Where the convertible note is not a traditional security and was issued by the unit trust after 28 January 1988, the first element of the cost base and reduced cost base of the units includes both the cost of the convertible note and any further amount payable on the conversion. Any capital gain or capital loss made on their conversion to units in the unit trust is disregarded.

Convertible notes – converted after 1 July 2001

Where the convertible note is a traditional security the first element of the cost base and reduced cost base of the units includes:

  • the cost base of the convertible note, plus
  • any amount paid on conversion, plus
  • any amount included in your assessable income on conversion.

Any capital gain or capital loss made on their conversion to units in the unit trust is disregarded.

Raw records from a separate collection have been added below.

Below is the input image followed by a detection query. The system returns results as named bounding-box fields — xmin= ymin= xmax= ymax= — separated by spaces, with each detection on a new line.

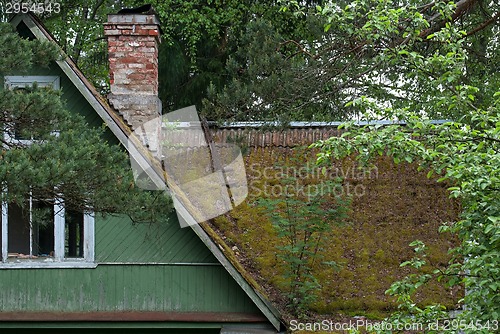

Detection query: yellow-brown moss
xmin=210 ymin=148 xmax=461 ymax=317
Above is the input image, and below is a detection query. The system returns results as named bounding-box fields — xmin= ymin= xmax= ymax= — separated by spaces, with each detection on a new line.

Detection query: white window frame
xmin=0 ymin=76 xmax=97 ymax=269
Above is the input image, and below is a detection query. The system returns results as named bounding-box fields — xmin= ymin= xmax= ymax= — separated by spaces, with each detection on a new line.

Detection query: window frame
xmin=4 ymin=75 xmax=61 ymax=145
xmin=0 ymin=75 xmax=97 ymax=269
xmin=0 ymin=198 xmax=96 ymax=268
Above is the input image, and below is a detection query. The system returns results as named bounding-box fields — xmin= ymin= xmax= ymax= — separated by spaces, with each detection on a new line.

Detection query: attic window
xmin=0 ymin=192 xmax=94 ymax=268
xmin=0 ymin=76 xmax=95 ymax=269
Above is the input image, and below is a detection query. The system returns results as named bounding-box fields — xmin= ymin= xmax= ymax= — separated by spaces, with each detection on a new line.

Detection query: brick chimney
xmin=104 ymin=10 xmax=161 ymax=130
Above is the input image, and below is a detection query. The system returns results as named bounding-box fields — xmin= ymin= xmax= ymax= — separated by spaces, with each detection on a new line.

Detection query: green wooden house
xmin=0 ymin=14 xmax=285 ymax=333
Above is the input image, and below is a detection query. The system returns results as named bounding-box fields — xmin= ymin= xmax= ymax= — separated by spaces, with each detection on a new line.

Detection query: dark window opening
xmin=64 ymin=211 xmax=84 ymax=258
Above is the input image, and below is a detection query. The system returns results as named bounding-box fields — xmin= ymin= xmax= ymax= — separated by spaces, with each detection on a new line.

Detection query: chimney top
xmin=104 ymin=5 xmax=161 ymax=130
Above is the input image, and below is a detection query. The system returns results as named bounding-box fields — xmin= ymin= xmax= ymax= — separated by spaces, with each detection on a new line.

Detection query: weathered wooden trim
xmin=98 ymin=262 xmax=222 ymax=267
xmin=11 ymin=14 xmax=165 ymax=189
xmin=2 ymin=201 xmax=9 ymax=262
xmin=54 ymin=199 xmax=66 ymax=262
xmin=0 ymin=259 xmax=97 ymax=268
xmin=83 ymin=213 xmax=95 ymax=262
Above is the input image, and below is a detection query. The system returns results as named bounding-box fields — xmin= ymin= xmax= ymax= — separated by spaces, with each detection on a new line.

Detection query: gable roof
xmin=11 ymin=13 xmax=285 ymax=331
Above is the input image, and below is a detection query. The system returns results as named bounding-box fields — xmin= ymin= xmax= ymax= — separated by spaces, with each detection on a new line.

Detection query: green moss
xmin=210 ymin=148 xmax=463 ymax=318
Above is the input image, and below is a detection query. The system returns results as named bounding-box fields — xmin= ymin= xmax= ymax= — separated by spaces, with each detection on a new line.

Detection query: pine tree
xmin=0 ymin=23 xmax=172 ymax=222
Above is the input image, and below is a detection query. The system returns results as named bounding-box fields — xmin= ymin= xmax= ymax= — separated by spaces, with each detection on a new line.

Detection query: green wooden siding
xmin=95 ymin=213 xmax=218 ymax=263
xmin=0 ymin=265 xmax=259 ymax=313
xmin=0 ymin=18 xmax=274 ymax=328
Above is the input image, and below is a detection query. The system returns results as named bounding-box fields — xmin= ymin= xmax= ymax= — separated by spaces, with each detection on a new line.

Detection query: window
xmin=0 ymin=76 xmax=95 ymax=268
xmin=4 ymin=75 xmax=60 ymax=145
xmin=1 ymin=198 xmax=94 ymax=266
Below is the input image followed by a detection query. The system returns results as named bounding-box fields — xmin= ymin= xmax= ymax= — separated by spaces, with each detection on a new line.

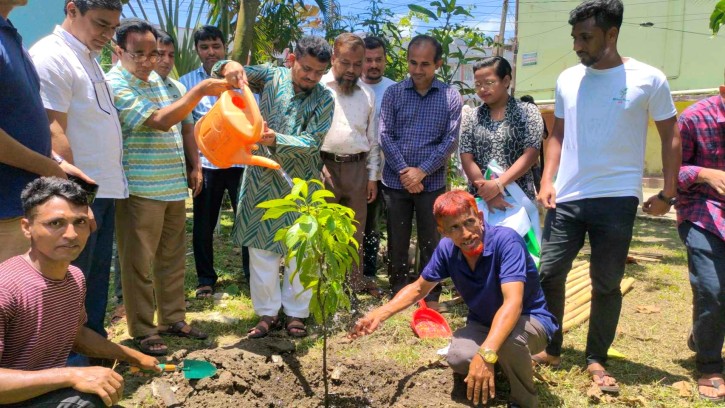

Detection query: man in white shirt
xmin=30 ymin=0 xmax=128 ymax=342
xmin=533 ymin=0 xmax=682 ymax=393
xmin=320 ymin=33 xmax=380 ymax=297
xmin=360 ymin=36 xmax=395 ymax=284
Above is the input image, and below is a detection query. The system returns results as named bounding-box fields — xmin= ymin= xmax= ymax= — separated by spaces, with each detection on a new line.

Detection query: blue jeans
xmin=382 ymin=186 xmax=445 ymax=302
xmin=192 ymin=167 xmax=249 ymax=287
xmin=677 ymin=221 xmax=725 ymax=374
xmin=539 ymin=197 xmax=638 ymax=365
xmin=0 ymin=388 xmax=106 ymax=408
xmin=72 ymin=198 xmax=116 ymax=337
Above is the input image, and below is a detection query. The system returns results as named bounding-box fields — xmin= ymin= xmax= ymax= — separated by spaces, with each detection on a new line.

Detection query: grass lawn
xmin=113 ymin=204 xmax=712 ymax=407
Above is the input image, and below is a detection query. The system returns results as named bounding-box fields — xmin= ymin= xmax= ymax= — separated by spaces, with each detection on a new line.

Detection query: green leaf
xmin=312 ymin=190 xmax=335 ymax=203
xmin=710 ymin=0 xmax=725 ymax=35
xmin=408 ymin=4 xmax=438 ymax=20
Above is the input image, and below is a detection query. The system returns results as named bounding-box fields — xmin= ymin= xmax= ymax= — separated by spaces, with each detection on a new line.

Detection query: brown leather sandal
xmin=159 ymin=320 xmax=209 ymax=340
xmin=247 ymin=316 xmax=282 ymax=339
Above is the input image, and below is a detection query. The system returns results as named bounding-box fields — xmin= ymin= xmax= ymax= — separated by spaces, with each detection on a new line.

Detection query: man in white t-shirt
xmin=360 ymin=36 xmax=395 ymax=278
xmin=30 ymin=0 xmax=128 ymax=342
xmin=533 ymin=0 xmax=682 ymax=393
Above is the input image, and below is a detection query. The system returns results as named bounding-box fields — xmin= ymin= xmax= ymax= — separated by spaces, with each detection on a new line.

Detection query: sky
xmin=124 ymin=0 xmax=516 ymax=39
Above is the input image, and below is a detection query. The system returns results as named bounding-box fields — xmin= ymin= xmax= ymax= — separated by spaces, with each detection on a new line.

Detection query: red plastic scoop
xmin=410 ymin=299 xmax=453 ymax=339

Similarly, where the convertible note is not a traditional security and was issued by the unit trust after 28 January 1988, the first element of the cost base and reduced cost base of the units includes:

  • the cost base of the convertible note, plus
  • any amount paid on conversion, plus
  • any amount included in your assessable income on conversion.

Any capital gain or capital loss made on their conversion to units in the unit trust is disregarded.

Example – Converting notes to shares

David bought 1,000 convertible notes in DCS Ltd on 1 July 1997 (that is, notes that were issued before 15 May 2002). The notes cost $5 each. Each convertible note is convertible into one DCS Ltd share. On expiry of the notes on 1 July 2000, shares in the company were worth $7 each. David converted the notes to shares, which are subject to CGT. No further amount was payable on conversion of the notes. David sold the shares on 4 December 2003 for $10 each.

The $2 ($7 − $5) gain David made on the conversion of each the notes to shares was assessable to David as ordinary income at the time of conversion – that is, in the 2000–2001 income year. As such, David has no capital gain in that year.

The $3 ($10 − $7) gain David made on the sale of each of the shares is subject to CGT. The $7 cost base is the market value per share on the date the notes converted to shares. Because he sold the shares after 11.45am (by legal time in the ACT) on 21 September 1999 and owned them for at least 12 months, David can claim the CGT discount. David calculates his capital gain as follows:

$3 per share × 1,000 shares

$3,000

Less CGT discount of 50%

$1,500

Net capital gain

$1,500

David includes the capital gain on his 2003–04 income tax return.